Os excessos, uns mais tolerados que outros, surgiam por toda a parte e manifestavam-se não tanto pelo seu impacto na fuga à “normalidade”, mas mais pela frequência com que se praticavam. Falo claro do excesso de ruído, ocupação de vias de trânsito, desrespeito pela sinalização e claro, as tradicionais demonstrações de projecção do xixi em comprimento (versão masculina, mais comum e internacionalizada), e na importada variante feminina, sem dúvida mais rara por estas paragens, mas de longe mais espectacular.
A missão das forças de segurança era manter esta mole de gente em euforia etilizada dentro do razoável limite do admissível, cabendo aos responsáveis das forças no terreno manter as coisas controladas.

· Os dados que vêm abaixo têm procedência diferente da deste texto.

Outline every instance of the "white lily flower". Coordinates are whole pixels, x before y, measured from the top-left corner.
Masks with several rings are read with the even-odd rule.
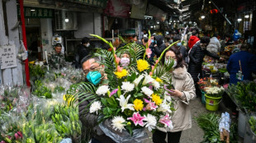
[[[160,84],[157,81],[154,80],[152,81],[152,85],[154,87],[155,90],[159,90],[160,88]]]
[[[148,74],[145,74],[145,79],[142,82],[142,85],[145,85],[149,82],[153,82],[154,79],[151,77],[151,76]]]
[[[120,95],[120,99],[116,99],[117,100],[119,100],[119,104],[121,107],[121,112],[124,112],[125,109],[129,108],[130,110],[134,111],[134,104],[128,104],[128,100],[130,97],[130,95],[129,95],[127,96],[127,98],[126,99],[124,95]]]
[[[150,98],[151,98],[151,95],[154,94],[154,91],[146,86],[143,86],[141,88],[141,91]]]
[[[164,99],[164,102],[160,104],[160,106],[157,108],[157,111],[163,113],[166,113],[168,111],[168,113],[172,113],[172,110],[170,108],[170,104],[168,104]]]
[[[139,76],[138,78],[136,78],[133,83],[135,85],[135,86],[137,86],[139,85],[139,83],[140,82],[140,81],[143,79],[144,76],[143,75],[140,75]]]
[[[126,92],[130,92],[132,91],[135,88],[135,85],[126,81],[126,82],[122,82],[122,85],[121,86],[122,90],[125,90]]]

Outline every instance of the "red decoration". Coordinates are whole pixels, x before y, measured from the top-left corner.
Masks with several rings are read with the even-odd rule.
[[[217,9],[211,9],[211,10],[210,10],[210,12],[211,12],[211,14],[213,14],[213,13],[218,13],[219,11],[218,11]]]

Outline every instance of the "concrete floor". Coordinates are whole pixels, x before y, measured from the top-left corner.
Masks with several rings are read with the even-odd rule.
[[[183,131],[182,133],[180,143],[200,143],[203,141],[203,131],[198,127],[194,118],[197,118],[199,114],[203,113],[210,113],[207,111],[204,104],[201,104],[201,99],[197,98],[190,102],[191,112],[192,115],[192,127]],[[218,113],[229,112],[229,109],[226,108],[223,103],[220,104]],[[151,132],[148,133],[149,138],[145,141],[145,143],[153,143],[152,142],[152,134]]]

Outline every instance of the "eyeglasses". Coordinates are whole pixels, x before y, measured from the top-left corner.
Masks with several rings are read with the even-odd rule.
[[[98,66],[98,67],[90,67],[88,70],[83,70],[83,73],[84,73],[85,75],[87,75],[87,74],[88,74],[88,73],[89,73],[89,72],[94,72],[94,71],[97,71],[98,68],[99,68],[99,66]]]

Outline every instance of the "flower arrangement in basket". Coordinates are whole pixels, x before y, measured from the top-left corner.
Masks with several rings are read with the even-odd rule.
[[[164,96],[164,84],[170,83],[173,61],[169,61],[168,65],[159,62],[165,50],[175,43],[163,52],[154,66],[150,67],[146,60],[152,53],[148,48],[150,40],[146,48],[130,44],[116,49],[106,39],[91,35],[111,47],[111,51],[99,48],[95,53],[103,58],[101,62],[105,65],[107,80],[98,87],[88,82],[82,83],[80,87],[88,90],[90,96],[79,91],[73,97],[92,100],[88,113],[99,116],[99,126],[105,134],[116,142],[138,141],[139,138],[147,137],[145,128],[149,131],[158,127],[171,129],[171,116],[175,109],[172,101]],[[121,67],[118,57],[124,51],[130,53],[130,63]]]
[[[211,87],[206,87],[205,88],[206,94],[210,97],[222,97],[222,95],[225,91],[222,86],[211,86]]]
[[[218,86],[218,82],[216,79],[213,79],[211,77],[204,77],[200,79],[200,81],[197,82],[199,85],[200,90],[204,90],[206,87],[211,87],[211,86]]]

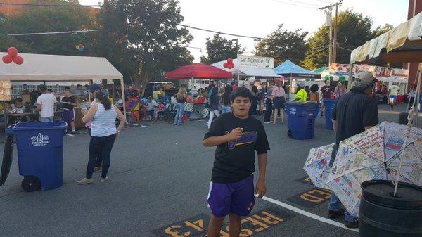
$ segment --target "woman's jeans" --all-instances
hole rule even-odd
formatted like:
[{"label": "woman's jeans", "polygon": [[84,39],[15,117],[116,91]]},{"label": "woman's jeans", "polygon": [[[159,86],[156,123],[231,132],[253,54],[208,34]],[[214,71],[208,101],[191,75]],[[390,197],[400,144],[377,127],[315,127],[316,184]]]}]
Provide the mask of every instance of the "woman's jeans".
[{"label": "woman's jeans", "polygon": [[108,167],[110,167],[110,154],[113,145],[116,139],[116,134],[107,136],[91,136],[89,141],[89,160],[87,167],[87,178],[92,178],[94,167],[97,162],[97,158],[101,155],[103,158],[103,169],[101,178],[107,177]]},{"label": "woman's jeans", "polygon": [[[340,210],[341,202],[334,192],[331,193],[331,200],[328,204],[328,210],[331,211]],[[354,222],[357,221],[357,217],[351,215],[347,210],[345,210],[345,221]]]},{"label": "woman's jeans", "polygon": [[174,117],[174,124],[181,124],[181,118],[183,117],[183,112],[184,111],[184,103],[178,103],[176,105],[176,116]]},{"label": "woman's jeans", "polygon": [[222,105],[222,114],[231,112],[231,107],[226,106],[224,105]]}]

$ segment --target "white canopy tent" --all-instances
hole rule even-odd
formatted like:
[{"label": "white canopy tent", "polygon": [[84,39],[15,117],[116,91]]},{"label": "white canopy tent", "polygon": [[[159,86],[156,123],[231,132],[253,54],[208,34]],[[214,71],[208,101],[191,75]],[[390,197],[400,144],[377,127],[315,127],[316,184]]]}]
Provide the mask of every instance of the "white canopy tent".
[{"label": "white canopy tent", "polygon": [[[234,68],[227,68],[223,67],[223,64],[226,63],[226,60],[217,62],[215,63],[211,64],[212,66],[217,67],[218,68],[222,69],[225,71],[230,72],[234,75],[236,75],[238,73],[238,60],[237,58],[233,60],[233,64],[234,64]],[[253,67],[241,67],[240,69],[240,75],[242,77],[280,77],[280,75],[276,74],[274,72],[274,67],[273,68],[253,68]]]},{"label": "white canopy tent", "polygon": [[[7,53],[0,52],[0,58]],[[120,80],[124,101],[123,75],[105,58],[19,53],[22,65],[0,63],[0,80],[10,82],[93,82]],[[54,82],[57,84],[56,82]],[[112,82],[113,83],[113,82]],[[126,111],[124,111],[126,112]]]}]

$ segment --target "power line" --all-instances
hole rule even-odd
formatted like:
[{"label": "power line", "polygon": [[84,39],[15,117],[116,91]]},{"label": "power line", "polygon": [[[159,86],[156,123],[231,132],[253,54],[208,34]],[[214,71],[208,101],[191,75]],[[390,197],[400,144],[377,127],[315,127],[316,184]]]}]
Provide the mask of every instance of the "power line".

Numa das noites que antecederam um jogo da selecção inglesa, parecia que Trafalgar Square se tinha transferido para o Rossio. A proporção de fiéis adeptos das equipas ainda em competição era esmagadoramente favorável em número para os súbditos de Sua Majestade. A quantidade de “infiltrados” em missão de controlo era a normal e cerca das 23H30, foram dadas ordens precisas para o encerramento de todos os estabelecimentos, em especial os mais próximos da Praça D.Pedro IV. A concentração de “suporters” contudo, não arredava pé e aumentava cada vez mais junto à confluência da Rua da Betesga com o Rossio e a Rua da Prata. Parecia a Praça de S.Pedro em dia de Pontifica aparição pública.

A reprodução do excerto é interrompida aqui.